Celebrating ten years of Krios I

Ten years after the arrival of Diamond’s first Titan Krios microscope, eBIC reflects on a decade of pioneering cryo-electron microscopy. From groundbreaking reconstructions to over 200 academic citations, Krios I has transformed structural biology in the UK and beyond.

The eBIC team with Krios I

A decade ago, Diamond welcomed its first Titan Krios microscope marking a big step forward for structural biology in the UK. 

Known as Krios I, it was the first fully automated transmission electron microscope at Diamond. The technology enabled rapid, stable, high-resolution imaging of frozen samples at cryogenic temperatures. It also marked the beginning of eBIC’s journey as a world-class centre for cryo-electron microscopy. 

Within its first year, Krios I made headlines by producing the highest-resolution 3D reconstruction of GroEL proteins using cryo-EM. That early success demonstrated the microscope’s potential for structural biology breakthroughs.  

One of its standout achievements was collecting data using the world’s first EPU-embedded BioQuantum-K2 detector, another first for eBIC. Researchers captured the sample as a series of digital films, essentially creating a high-resolution, frame-by-frame view of the molecular structure in motion. These were recorded in super-resolution counting mode, which picked up individual electrons, and a 30 eV energy filter was used to enhance the image. Advanced software then turned that data into a 3D model. 

From around 30,000 particles, 17,500 were selected to build a 3.2 Ångström resolution model of GroEL, a protein complex that helps other proteins fold properly. At the time, it was the highest-resolution 3D model of GroEL ever made using cryo-EM, and a major milestone for Krios I. 

Since then, Krios I has played a key role in hundreds of high-impact studies, helping researchers explore the structures of proteins, viruses, and drug targets.

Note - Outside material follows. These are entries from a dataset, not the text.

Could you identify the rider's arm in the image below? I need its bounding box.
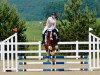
[54,21,56,29]
[46,18,49,26]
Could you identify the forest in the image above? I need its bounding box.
[8,0,100,21]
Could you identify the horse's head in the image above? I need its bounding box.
[44,31,58,61]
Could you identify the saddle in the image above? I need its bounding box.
[45,29,59,41]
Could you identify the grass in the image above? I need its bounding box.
[25,21,44,42]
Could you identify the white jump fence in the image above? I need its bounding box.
[0,33,100,72]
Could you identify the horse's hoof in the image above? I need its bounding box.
[52,62,55,65]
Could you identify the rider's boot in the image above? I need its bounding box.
[42,34,45,44]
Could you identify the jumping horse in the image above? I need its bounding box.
[44,30,59,65]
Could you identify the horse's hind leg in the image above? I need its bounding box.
[46,51,51,62]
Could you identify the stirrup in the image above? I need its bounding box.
[41,41,45,44]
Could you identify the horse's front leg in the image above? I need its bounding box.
[55,45,60,53]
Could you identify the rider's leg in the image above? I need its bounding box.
[42,27,47,44]
[54,28,59,37]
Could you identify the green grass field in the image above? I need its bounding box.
[25,21,44,42]
[25,18,100,42]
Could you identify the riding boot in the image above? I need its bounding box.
[42,34,45,44]
[54,29,59,41]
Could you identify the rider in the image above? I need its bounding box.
[42,12,58,44]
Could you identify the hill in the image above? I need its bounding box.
[8,0,100,20]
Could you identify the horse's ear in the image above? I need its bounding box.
[43,21,46,26]
[12,27,18,33]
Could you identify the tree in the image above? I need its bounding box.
[58,0,96,41]
[0,0,26,41]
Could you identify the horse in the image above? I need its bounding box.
[44,30,59,65]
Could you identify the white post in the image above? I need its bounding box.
[88,33,92,70]
[7,40,10,69]
[13,33,18,72]
[1,42,6,72]
[76,41,79,59]
[39,41,42,60]
[97,38,100,68]
[93,36,96,68]
[0,43,3,60]
[11,38,14,68]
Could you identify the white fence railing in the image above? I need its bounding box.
[0,33,100,71]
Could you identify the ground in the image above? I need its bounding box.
[0,59,100,75]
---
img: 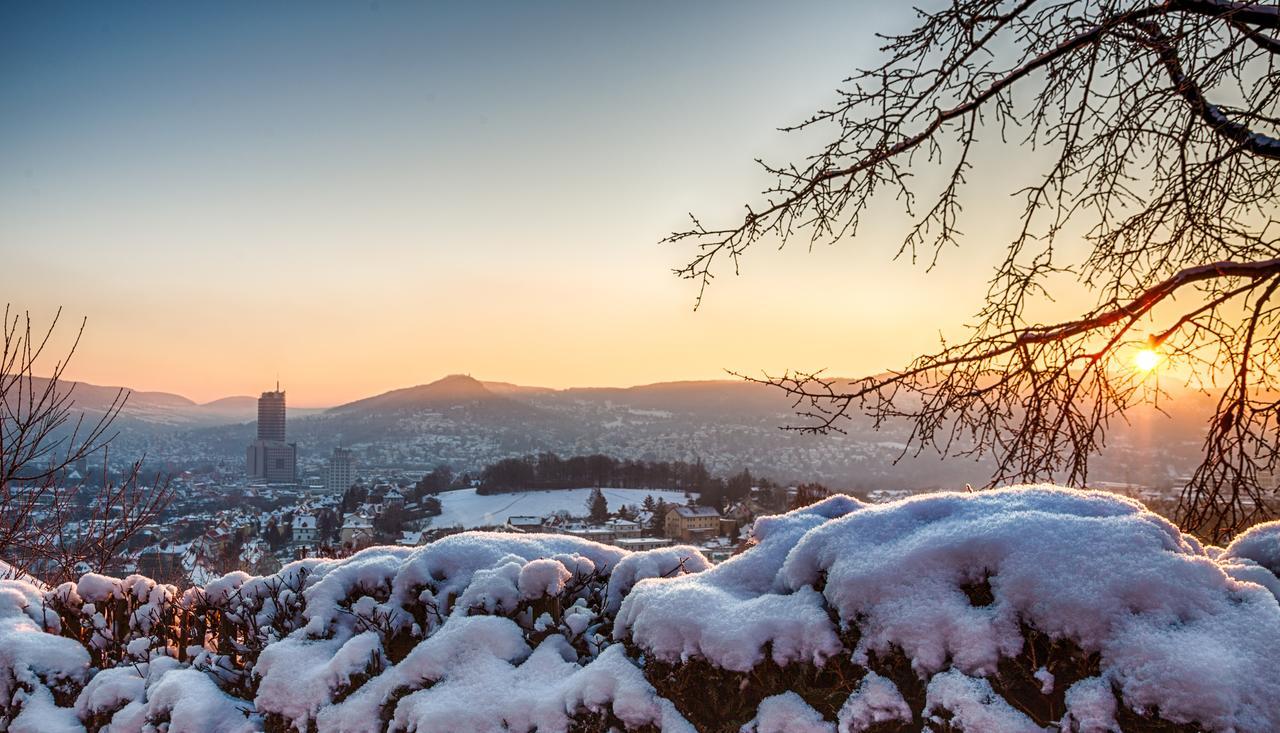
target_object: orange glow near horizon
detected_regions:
[1133,348,1165,374]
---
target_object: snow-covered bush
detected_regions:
[616,487,1280,732]
[0,487,1280,733]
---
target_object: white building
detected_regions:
[291,514,320,545]
[324,448,356,494]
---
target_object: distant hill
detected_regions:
[328,375,527,414]
[77,375,1213,490]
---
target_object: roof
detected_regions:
[667,507,719,519]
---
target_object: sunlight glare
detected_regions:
[1133,349,1162,372]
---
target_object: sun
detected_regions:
[1133,349,1164,372]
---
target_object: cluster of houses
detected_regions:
[104,468,865,585]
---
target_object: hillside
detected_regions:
[122,375,1212,490]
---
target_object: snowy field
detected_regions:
[431,489,686,530]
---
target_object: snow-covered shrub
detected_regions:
[0,487,1280,733]
[614,487,1280,732]
[0,579,90,733]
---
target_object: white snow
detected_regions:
[0,486,1280,733]
[838,672,911,733]
[431,489,687,530]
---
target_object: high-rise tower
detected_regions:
[244,382,298,484]
[257,382,284,443]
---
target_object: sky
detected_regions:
[0,0,1034,406]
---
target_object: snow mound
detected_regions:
[614,486,1280,732]
[0,486,1280,733]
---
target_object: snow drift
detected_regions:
[0,486,1280,733]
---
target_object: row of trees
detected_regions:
[476,453,756,508]
[480,453,713,494]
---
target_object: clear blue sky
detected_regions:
[0,0,1008,404]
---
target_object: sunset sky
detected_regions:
[0,0,1029,406]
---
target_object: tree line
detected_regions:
[476,453,760,507]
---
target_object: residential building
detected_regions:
[292,514,320,545]
[507,517,545,533]
[338,514,374,550]
[324,448,356,494]
[613,537,671,553]
[663,507,721,542]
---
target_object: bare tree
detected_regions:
[0,306,172,582]
[666,0,1280,540]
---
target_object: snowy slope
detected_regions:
[431,489,687,530]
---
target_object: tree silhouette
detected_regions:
[667,0,1280,540]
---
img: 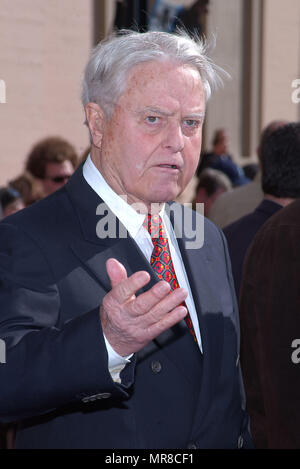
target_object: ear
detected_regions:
[85,103,105,148]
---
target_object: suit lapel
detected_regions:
[170,201,224,398]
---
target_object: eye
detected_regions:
[183,119,201,129]
[146,116,159,124]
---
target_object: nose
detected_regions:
[163,122,184,153]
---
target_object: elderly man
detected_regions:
[0,32,252,448]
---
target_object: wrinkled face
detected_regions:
[92,61,205,206]
[41,160,74,195]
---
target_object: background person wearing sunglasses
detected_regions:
[25,137,78,196]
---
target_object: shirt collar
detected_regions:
[82,155,165,239]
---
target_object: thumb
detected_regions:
[106,258,127,288]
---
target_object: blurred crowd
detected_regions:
[0,137,89,219]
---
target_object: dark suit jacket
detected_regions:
[240,200,300,448]
[223,199,282,298]
[0,167,251,448]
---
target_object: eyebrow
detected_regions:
[139,106,205,119]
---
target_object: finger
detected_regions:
[145,288,187,325]
[147,306,187,340]
[110,270,150,304]
[106,258,127,288]
[132,281,171,315]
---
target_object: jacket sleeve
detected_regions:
[0,222,134,422]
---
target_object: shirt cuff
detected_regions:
[103,334,133,383]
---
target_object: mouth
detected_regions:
[158,164,180,170]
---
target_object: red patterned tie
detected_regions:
[145,214,197,342]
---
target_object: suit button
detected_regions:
[188,443,197,449]
[151,361,162,373]
[95,392,111,399]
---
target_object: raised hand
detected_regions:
[100,259,187,356]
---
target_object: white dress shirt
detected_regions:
[83,155,202,382]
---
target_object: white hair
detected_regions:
[82,30,224,117]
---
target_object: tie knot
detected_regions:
[144,213,166,239]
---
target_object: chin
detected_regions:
[151,188,181,203]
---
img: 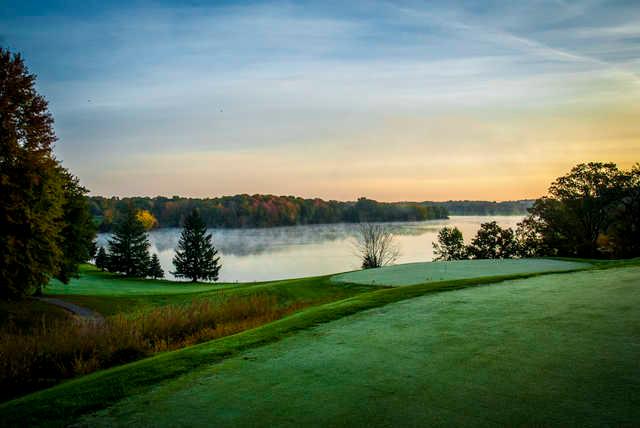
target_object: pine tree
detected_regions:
[96,247,108,271]
[147,254,164,279]
[0,48,64,298]
[109,205,150,278]
[173,209,222,282]
[55,168,96,284]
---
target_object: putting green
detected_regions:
[331,259,590,286]
[79,267,640,426]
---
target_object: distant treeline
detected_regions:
[89,195,448,232]
[423,199,535,215]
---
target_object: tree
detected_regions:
[467,221,518,259]
[173,209,222,282]
[108,205,150,278]
[96,247,109,271]
[147,253,164,279]
[521,162,628,257]
[55,168,96,283]
[356,223,400,269]
[433,227,468,261]
[137,210,158,230]
[0,48,64,298]
[606,163,640,257]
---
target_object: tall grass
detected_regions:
[0,295,307,401]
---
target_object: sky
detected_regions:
[0,0,640,201]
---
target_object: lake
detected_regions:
[98,216,523,282]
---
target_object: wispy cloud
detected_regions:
[0,1,640,199]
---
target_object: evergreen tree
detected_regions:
[467,221,519,259]
[147,254,164,279]
[0,48,64,298]
[96,247,109,271]
[55,168,96,284]
[173,209,222,282]
[109,205,150,278]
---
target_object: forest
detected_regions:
[89,195,448,232]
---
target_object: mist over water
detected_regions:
[98,216,523,282]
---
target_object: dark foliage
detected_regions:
[467,221,518,259]
[108,205,150,278]
[173,209,221,282]
[90,195,447,232]
[433,227,468,261]
[0,48,93,298]
[147,254,164,279]
[520,162,640,258]
[56,170,96,283]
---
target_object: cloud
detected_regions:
[0,2,640,199]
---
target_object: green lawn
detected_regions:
[0,260,640,426]
[0,299,70,331]
[81,268,640,426]
[45,265,376,316]
[332,259,591,286]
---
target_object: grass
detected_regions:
[45,265,375,316]
[0,294,305,401]
[79,267,640,426]
[0,258,608,426]
[0,265,375,402]
[333,259,589,286]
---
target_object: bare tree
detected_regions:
[356,223,400,269]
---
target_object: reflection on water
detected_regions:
[98,216,522,282]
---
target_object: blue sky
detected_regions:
[0,1,640,200]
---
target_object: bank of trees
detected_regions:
[95,204,221,282]
[434,162,640,260]
[0,48,95,299]
[90,195,447,232]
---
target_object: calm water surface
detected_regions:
[98,216,523,282]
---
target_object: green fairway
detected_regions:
[45,265,376,316]
[45,265,229,296]
[332,259,590,286]
[81,267,640,426]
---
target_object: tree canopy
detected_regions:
[0,48,95,298]
[521,162,640,258]
[173,209,221,282]
[108,205,151,278]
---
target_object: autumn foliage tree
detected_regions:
[108,205,151,278]
[0,48,94,298]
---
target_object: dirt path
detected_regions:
[36,297,104,324]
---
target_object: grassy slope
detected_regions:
[0,299,70,330]
[0,260,596,425]
[82,267,640,426]
[45,265,375,316]
[332,259,587,286]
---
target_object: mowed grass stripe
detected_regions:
[0,260,596,426]
[332,259,589,286]
[81,267,640,426]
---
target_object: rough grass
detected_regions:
[80,267,640,427]
[0,294,306,401]
[0,260,608,426]
[0,299,70,332]
[44,264,237,297]
[332,259,591,286]
[45,265,375,316]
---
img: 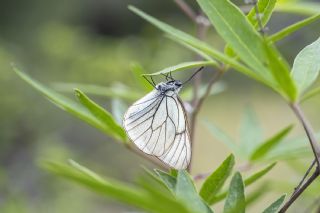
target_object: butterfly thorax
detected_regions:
[156,80,182,94]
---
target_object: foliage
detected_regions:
[14,0,320,213]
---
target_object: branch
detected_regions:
[279,167,320,213]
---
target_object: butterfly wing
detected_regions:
[124,90,191,169]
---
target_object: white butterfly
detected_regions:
[123,75,191,169]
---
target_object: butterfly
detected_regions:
[123,68,202,170]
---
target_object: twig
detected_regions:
[290,103,320,167]
[279,167,319,213]
[291,159,316,197]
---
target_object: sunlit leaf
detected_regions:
[144,61,218,75]
[268,14,320,42]
[75,89,127,141]
[197,0,272,81]
[291,37,320,93]
[223,172,246,213]
[176,170,212,213]
[262,195,286,213]
[250,125,293,161]
[199,155,234,203]
[14,67,124,139]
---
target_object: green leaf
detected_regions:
[244,162,277,186]
[42,161,192,213]
[131,63,153,92]
[197,0,272,81]
[176,170,212,213]
[266,42,298,102]
[247,0,277,29]
[129,6,272,87]
[199,154,234,203]
[240,107,262,156]
[210,163,276,205]
[250,125,293,161]
[268,14,320,42]
[275,0,320,15]
[13,67,125,141]
[291,37,320,93]
[203,121,242,155]
[223,172,246,213]
[53,82,143,101]
[263,195,286,213]
[75,89,127,141]
[144,61,218,76]
[155,169,177,192]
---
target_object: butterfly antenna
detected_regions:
[182,67,204,84]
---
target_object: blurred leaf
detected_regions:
[244,162,277,186]
[198,0,272,81]
[13,67,125,140]
[42,162,191,213]
[300,87,320,102]
[129,6,272,87]
[199,154,234,203]
[53,82,143,101]
[155,169,177,192]
[247,0,277,28]
[246,182,270,207]
[203,121,243,155]
[175,170,212,213]
[266,43,298,101]
[250,125,293,161]
[268,14,320,42]
[111,99,128,125]
[144,61,218,76]
[263,195,286,213]
[131,63,153,92]
[275,0,320,15]
[223,172,246,213]
[180,81,227,101]
[291,37,320,94]
[75,89,127,141]
[240,107,262,156]
[210,163,276,205]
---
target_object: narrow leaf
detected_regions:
[291,37,320,93]
[176,170,212,213]
[75,89,126,141]
[155,169,177,192]
[263,195,286,213]
[200,154,234,203]
[240,107,262,156]
[197,0,271,80]
[250,125,293,161]
[129,6,274,88]
[268,14,320,42]
[13,67,122,140]
[223,172,246,213]
[247,0,277,29]
[210,163,276,205]
[144,61,218,76]
[244,162,277,186]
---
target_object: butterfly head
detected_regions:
[156,80,182,93]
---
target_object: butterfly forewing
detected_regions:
[124,89,191,169]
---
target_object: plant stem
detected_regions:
[279,167,319,213]
[290,103,320,167]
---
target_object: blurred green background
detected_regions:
[0,0,320,213]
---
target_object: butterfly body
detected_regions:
[123,80,191,169]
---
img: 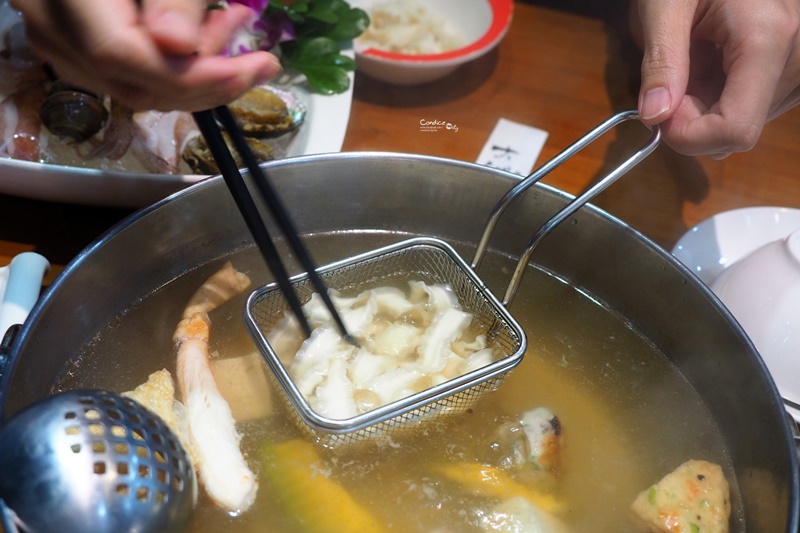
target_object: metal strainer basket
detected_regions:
[245,111,660,446]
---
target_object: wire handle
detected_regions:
[470,111,661,307]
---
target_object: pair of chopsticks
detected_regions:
[192,106,357,344]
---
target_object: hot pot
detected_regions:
[0,153,800,532]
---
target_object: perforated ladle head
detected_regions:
[0,390,197,533]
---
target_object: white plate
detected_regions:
[0,75,353,207]
[672,207,800,423]
[672,207,800,285]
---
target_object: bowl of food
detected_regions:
[351,0,513,85]
[0,153,800,533]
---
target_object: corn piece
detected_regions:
[436,463,564,513]
[262,439,385,533]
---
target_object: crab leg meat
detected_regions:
[174,263,258,514]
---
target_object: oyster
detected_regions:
[228,85,306,136]
[183,132,273,174]
[39,82,108,143]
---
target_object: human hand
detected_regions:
[11,0,281,111]
[638,0,800,158]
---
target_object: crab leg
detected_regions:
[174,263,258,514]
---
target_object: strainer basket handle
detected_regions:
[471,111,661,306]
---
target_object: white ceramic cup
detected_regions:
[711,229,800,420]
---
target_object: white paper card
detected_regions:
[477,118,547,176]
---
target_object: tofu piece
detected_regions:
[122,368,178,433]
[122,368,196,462]
[631,460,731,533]
[209,352,273,422]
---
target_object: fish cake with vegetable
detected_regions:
[631,460,731,533]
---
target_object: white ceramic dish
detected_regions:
[0,76,353,208]
[350,0,514,85]
[672,207,800,423]
[672,207,800,285]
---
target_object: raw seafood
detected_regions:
[174,263,258,513]
[631,460,731,533]
[0,1,298,174]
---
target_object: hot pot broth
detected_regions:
[58,235,744,532]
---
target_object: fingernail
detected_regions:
[256,55,283,83]
[639,87,670,120]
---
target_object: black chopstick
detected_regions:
[193,106,357,345]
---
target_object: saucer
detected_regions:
[672,207,800,423]
[672,207,800,285]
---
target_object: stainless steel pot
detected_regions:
[0,153,800,532]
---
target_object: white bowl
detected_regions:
[350,0,514,85]
[711,229,800,419]
[672,207,800,285]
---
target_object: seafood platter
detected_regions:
[0,0,352,207]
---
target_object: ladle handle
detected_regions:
[471,111,661,306]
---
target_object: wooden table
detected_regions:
[0,0,800,281]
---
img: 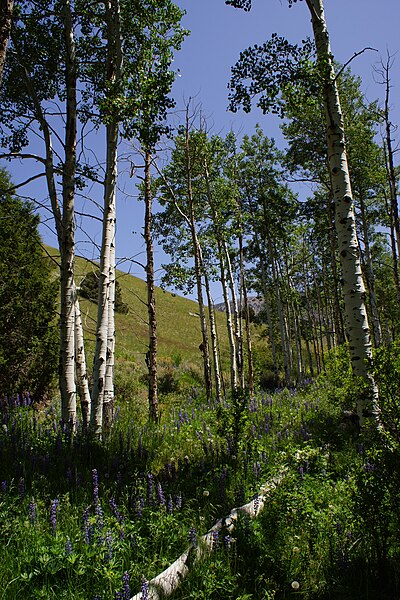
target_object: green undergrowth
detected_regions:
[0,357,400,600]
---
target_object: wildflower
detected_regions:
[253,494,260,514]
[50,498,60,535]
[175,493,182,510]
[28,498,36,525]
[188,527,197,548]
[212,529,219,546]
[147,473,153,505]
[65,538,72,556]
[82,507,93,544]
[106,531,114,560]
[122,571,131,600]
[167,496,174,513]
[140,577,149,600]
[224,535,232,548]
[292,581,300,591]
[110,497,123,523]
[156,482,165,506]
[18,477,25,500]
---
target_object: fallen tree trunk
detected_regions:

It’s been a valuable tool for both academic and industrial teams, speeding up data collection and cutting costs, which has helped accelerate discoveries across the field. 

The first paper citing Krios I was published just months after installation. This early study looked at pili, the tiny hair-like structures on bacteria that help them latch onto host tissues. Understanding how these structures work could lead to new ways to prevent infections. Thanks to Krios I, researchers discovered that pili are shaped like springs, helping bacteria cling on even in tough conditions. 

Krios I has established itself as a cornerstone at both eBIC and Diamond, It has seen 6,875 grids and recorded more than 7.5 million movies. Its influence is reflected by more than 200 citations in academic publications in the last ten years. This record is a testament to its contribution to furthering structural biology research and excellence.